Monday, August 25, 2008

Logan Blogaday - Day Seven

(8) First day of school and I'm already failin' (8)

Happy first day of classes. They all went really well today. My first class was multivariable calc, and I'm very excited about it. My professor seems like he's going to be really helpful. I was pretty friendly and helped a few people who came in late. It looks like it's going to be super fun course material. It's essentially calculus in multiple dimensions. We took a bit of a look at three-dimensional stuff, you know, functions of x and y. Looks pretty intense. Physics was cool too, we launched right into waves right now. The professor seems pretty capable in here too. It's a fairly big lecture hall, but nothing I forsee problems coming from. The wave stuff sounded super complicated, but it's really nothing different from the sine stuff we did in calculus. That'll be fun. Creative arts was next, and that was a little crazy. I went from the rock-solid sciences to being creative. Yeah, little bit crazy, but it's alright. Professor sort of looks like a turtle.

So, a friend of mine from back home texted me today. "So, have you fallen in love yet?" Now, I've never been much of a romantic guy, but is it terrible for me to be so opposed to that idea right now? I'm having trouble wanting to make new friends. It's not that I don't like people or anything like that, I just feel like it couldn't really happen. I care about a lot of people, and that stuff is very important to me. I'm having trouble seeing the point in caring about other people just because they're cool or because they have classes with me. I'll be friendly and I'll be nice. If they need help, I will certainly be there to help them out- that's something I feel strongly about. But, I don't know. It's hard to see it happening.

I know it's something I'll have to work on. I can't go through life never caring about other people because there are already those that I care about. I just don't forsee it happening. What are the events or the things that made me start caring about the friends that I do care about? Is there any chance that those events can happen in Logan?

Maybe I'm a grumpy old man. I know that my logic here is fallacious. This can't really work out. I sort of think of my friends, the ones I really care about- as something really important to me. A big deal to me. I know that I don't ever really show that, since I'm not much of a "showing emotion" kind of guy. I think that I need friends. But I also think that I have friends. And if I don't have a fundamental need for new friends, why pursue that option? Just because a girl is cute or friendly, does that mean that I should invest my own emotion into making a "friend"? I think that's something that I really hold back on a lot- investing my own emotion.
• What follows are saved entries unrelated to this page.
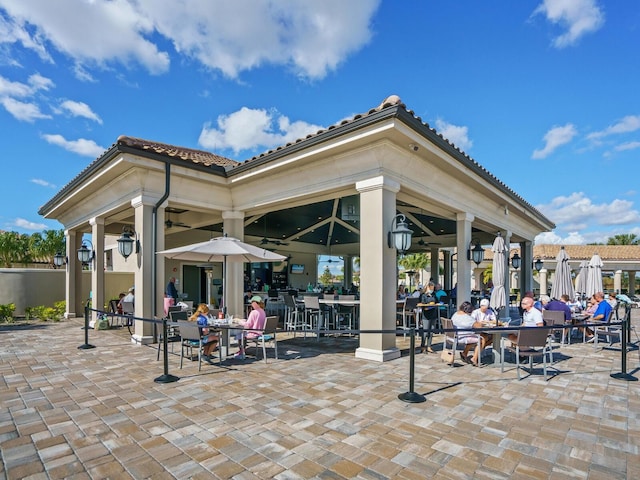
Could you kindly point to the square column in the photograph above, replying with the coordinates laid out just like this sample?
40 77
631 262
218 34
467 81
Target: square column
97 270
233 226
143 278
378 269
463 240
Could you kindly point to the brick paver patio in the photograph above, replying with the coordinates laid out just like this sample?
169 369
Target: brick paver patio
317 412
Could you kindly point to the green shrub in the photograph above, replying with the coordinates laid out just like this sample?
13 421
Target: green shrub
6 312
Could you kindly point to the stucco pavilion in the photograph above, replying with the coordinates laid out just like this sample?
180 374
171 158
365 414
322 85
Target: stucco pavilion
373 166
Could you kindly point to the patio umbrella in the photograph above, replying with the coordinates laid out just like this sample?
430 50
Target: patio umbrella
581 281
594 278
562 284
222 249
498 295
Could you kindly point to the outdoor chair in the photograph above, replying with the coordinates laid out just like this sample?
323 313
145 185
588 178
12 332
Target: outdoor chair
532 342
268 335
191 339
408 313
173 332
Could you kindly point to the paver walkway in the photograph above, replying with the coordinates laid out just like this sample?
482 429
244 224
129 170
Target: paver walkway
317 412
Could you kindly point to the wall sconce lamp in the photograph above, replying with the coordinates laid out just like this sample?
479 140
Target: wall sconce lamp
475 253
84 254
400 235
538 264
59 259
516 261
126 243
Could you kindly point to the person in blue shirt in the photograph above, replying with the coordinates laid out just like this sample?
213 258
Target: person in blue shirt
603 309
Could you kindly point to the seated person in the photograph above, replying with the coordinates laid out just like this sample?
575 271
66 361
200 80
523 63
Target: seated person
601 313
482 315
256 321
209 341
461 320
531 317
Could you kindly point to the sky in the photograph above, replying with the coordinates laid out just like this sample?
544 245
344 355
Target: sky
542 93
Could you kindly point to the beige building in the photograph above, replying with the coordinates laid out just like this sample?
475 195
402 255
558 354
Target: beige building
335 192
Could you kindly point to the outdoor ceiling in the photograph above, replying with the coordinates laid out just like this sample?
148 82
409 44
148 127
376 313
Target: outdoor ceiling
327 223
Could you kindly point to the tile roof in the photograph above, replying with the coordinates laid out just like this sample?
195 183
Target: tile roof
580 252
198 157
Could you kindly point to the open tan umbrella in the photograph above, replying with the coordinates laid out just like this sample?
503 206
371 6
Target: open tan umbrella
498 296
222 249
562 284
594 278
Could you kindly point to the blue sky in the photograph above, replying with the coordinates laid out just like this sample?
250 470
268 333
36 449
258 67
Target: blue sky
543 94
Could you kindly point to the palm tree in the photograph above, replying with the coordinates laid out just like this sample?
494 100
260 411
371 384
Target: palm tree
624 239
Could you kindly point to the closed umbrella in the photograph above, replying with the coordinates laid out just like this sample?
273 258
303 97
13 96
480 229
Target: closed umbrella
581 281
498 295
562 284
594 278
222 249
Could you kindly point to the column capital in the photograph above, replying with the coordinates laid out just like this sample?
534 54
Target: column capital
378 183
142 200
465 216
232 215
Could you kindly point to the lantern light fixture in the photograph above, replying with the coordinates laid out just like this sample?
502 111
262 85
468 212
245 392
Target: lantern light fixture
400 235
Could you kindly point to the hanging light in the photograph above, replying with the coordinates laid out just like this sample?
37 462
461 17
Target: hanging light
476 253
59 259
538 264
84 254
516 261
126 243
400 235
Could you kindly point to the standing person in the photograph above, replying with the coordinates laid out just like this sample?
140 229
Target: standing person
531 317
252 325
209 342
172 291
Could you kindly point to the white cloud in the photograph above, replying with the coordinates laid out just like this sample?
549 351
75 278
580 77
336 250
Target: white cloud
630 123
577 17
27 225
109 31
627 146
572 238
248 129
312 38
576 212
84 147
27 112
80 109
43 183
555 138
457 135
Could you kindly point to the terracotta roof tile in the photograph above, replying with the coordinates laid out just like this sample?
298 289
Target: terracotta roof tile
580 252
200 157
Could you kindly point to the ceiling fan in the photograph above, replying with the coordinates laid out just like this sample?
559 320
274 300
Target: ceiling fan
422 243
169 223
266 241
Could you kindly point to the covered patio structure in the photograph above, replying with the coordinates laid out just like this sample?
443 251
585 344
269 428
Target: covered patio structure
335 192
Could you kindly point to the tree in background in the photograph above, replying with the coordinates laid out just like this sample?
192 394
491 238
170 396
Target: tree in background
17 248
47 244
624 239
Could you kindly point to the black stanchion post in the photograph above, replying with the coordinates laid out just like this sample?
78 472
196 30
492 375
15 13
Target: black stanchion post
86 345
623 375
165 377
411 396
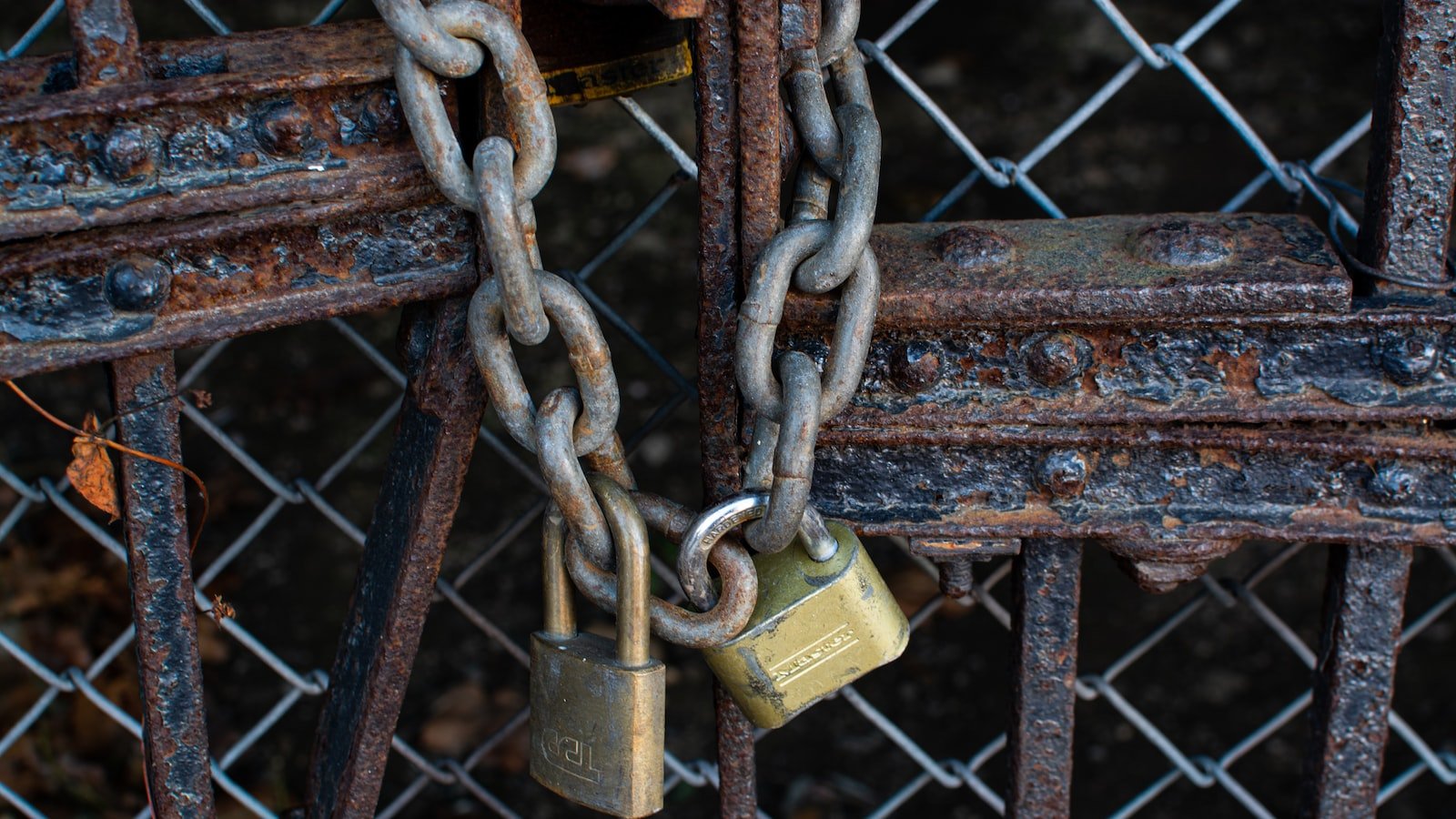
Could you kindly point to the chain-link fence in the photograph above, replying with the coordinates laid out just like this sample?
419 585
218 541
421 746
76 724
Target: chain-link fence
1191 704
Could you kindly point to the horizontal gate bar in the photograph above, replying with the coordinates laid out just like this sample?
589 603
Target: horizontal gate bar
1162 493
1077 322
249 182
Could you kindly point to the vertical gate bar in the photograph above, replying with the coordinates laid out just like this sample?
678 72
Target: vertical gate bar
718 249
159 567
1412 162
1365 603
759 127
153 497
108 48
1405 232
1046 601
405 544
723 169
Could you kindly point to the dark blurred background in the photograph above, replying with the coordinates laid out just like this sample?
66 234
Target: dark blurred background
1008 75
I haven't done much of it for a very long time.

That's a hurdle that I'll have to hop over one of these days. This is actually a really important topic to me right now. Something that I really feel like writing a whole lot about. But I understand how reckless that could be.

The value of this blog comes in that I have said things here that I would never have been brave enough to say elsewhere. I learn more about my own humanity by being emotionally reckless and taking a few chances.

So here I am. Am I willing to ignore the old man inside of me and go for it? Probably not- not tonight. Maybe one day I'll write the "I'm leaving on a mission for two years so I can finally spill the beans on all the things I wanted to write but never did for fear of the fall-out" post. I make it sound like I've got some secret or something, but I don't.

The situation that I'm in presents itself because of a disproportion. Some of the most important things to me in my life, the things I hold really close and dear, don't get talked about. On the other hand, a lot of things that aren't incredibly important get talked about a ton. That's an inequality, something that doesn't make a lot of sense.

And I know there are reasons that I don't talk about that stuff. One of the big reasons is because of how important it is to me. I hold it really close.

So, no secrets, just not something I share often. And it's tied to some of the stuff that I'm thinking about and dealing with now.

There's one of my friends that sorta makes me feel like a nincompoop when I talk to him. I know that that's not what either of us intended, but sometimes it just happens. I know that it's not true. But he talks about things that he knows a lot about, things that he thinks about so much more than I think about. He talks about relationships and dating and his latest exploits and all that fun stuff.

And that's great for him; I'm really okay with it. I only tell this because I know that I've lived. And I know that I'm me- and as me, I've experienced and felt important things. My life is unique and relevant. That's something that can't be taken away. So on those nights when I get the vibe that I'm just some little kid that doesn't know what he's talking about, well, maybe I don't know what I'm talking about. But what I've got is important. And what I've got is real. My life is a big deal.

2 comments:

Fluffy said...

Thatcher, I miss you quite a lot. I hope you know that. Anyways, that was a super good post. It was probably the best one that I've read so far from your blogaday. I know that sometimes you don't think you're writing anything crucial for your blogaday, but know that I really enjoy hearing about your day to day life. Good luck with classes, friends, and everything else. :)

Kortney said...

I would definitely agree with Melissa. I really enjoyed your post and I can really agree with you on some of it because i'm not at home either. School isn't the same, and the people aren't quite like our friends. They are good people, and I know that. It just makes me miss how things were. Good luck with things. Know that you're not the only one feeling that way.